Dotare il quartiere di strumentazioni va benissimo, ma è un'offerta diversa.

Io vedo oggi nei giovanissimi un disinteresse crescente per la politica ed ho il sospetto che la nostra generazione abbia una buona dose di responsabilità in questo: in linea di massima, non abbiamo fatto mancare nulla ai nostri figli, tranne che la possibilità di partecipare.
Ho già avuto modo di dire, a proposito delle riunioni del mio circolo, che i ragazzi che sono venuti le prime volte si sono dileguati le volte successive; secondo me, dipende dal fatto che nel circolo si sentono sempre gli stessi discorsi, su argomenti distanti dal loro mondo ed anche con modalità di dibattito ormai obsolete per loro.

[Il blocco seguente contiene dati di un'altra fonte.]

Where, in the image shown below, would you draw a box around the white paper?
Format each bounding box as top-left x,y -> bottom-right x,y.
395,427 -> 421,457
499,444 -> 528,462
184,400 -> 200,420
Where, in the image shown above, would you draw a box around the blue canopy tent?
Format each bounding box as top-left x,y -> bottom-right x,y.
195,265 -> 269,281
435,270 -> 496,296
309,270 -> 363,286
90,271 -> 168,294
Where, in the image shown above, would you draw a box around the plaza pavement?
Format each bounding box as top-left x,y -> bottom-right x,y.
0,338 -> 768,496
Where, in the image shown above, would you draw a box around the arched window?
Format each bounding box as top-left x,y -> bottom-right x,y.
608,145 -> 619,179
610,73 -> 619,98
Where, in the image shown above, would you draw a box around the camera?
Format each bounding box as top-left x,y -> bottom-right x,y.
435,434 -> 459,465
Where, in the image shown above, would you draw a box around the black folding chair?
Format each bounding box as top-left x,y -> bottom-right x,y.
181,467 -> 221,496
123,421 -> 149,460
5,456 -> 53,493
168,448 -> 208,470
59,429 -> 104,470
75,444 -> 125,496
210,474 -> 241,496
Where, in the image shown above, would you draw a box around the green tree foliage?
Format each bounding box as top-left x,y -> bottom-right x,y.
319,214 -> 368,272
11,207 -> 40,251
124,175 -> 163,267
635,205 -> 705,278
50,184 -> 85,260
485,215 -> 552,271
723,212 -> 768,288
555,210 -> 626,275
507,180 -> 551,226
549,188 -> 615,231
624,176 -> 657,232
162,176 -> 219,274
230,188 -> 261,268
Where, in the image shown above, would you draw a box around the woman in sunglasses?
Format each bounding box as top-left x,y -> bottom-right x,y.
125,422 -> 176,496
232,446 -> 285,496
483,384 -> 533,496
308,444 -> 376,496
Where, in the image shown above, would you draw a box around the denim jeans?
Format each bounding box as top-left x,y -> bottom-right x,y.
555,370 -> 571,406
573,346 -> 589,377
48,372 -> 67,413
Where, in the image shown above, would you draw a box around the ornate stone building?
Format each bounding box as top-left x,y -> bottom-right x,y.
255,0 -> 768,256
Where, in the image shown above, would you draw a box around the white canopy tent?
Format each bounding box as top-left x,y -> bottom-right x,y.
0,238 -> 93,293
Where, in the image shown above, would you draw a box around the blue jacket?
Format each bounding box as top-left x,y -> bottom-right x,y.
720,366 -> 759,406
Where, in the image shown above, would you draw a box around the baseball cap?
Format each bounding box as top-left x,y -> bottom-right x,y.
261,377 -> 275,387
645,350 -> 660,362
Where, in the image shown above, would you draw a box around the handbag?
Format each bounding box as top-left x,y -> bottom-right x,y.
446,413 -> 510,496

Se io facessi una mezz'ora di lezione con i toni e le modalità con cui si parla nei nostri circoli, metà dei miei studenti si addormenterebbe e l'altra metà comincerebbe a tirarsi gli aeroplanini di carta. E questo anche se l'argomento fosse potenzialmente interessante.
Ma se in classe si apre una discussione e io chiarisco in anticipo che sarà libera, cioè che io mi limiterò a moderare gli interventi, ma non darò giudizi di valore, allora sono tutti svegli e vogliono intervenire per esprimere il loro pensiero. Però, siccome sono io che detto le "regole del gioco", possono farlo solo se gliene concedo la possibilità.
Quando io facevo il liceo, le nostre assemblee d'istituto erano sede di discussioni "politiche"; ora mia figlia frequenta lo stesso liceo e le assemblee d'istituto funzionano così: si guarda un film scelto dagli insegnanti o dagli organizzatori, poi si discute sull'argomento del film; per fare un esempio: in una delle ultime assemblee hanno visto il film "Juno" ed hanno discusso di maternità precoce, aborto ecc. Argomento interessantissimo, certo, per una lezione di educazione sessuale o anche di religione, ma l'assemblea d'istituto dovrebbe essere un organismo collegiale con il quale gli studenti partecipano alla vita "politica" della scuola. Insomma, secondo me stiamo tenendo i nostri ragazzi con tutti i mezzi lontani dalla discussione politica, non è solo Berlusconi che li addormenta con le sue televisioni.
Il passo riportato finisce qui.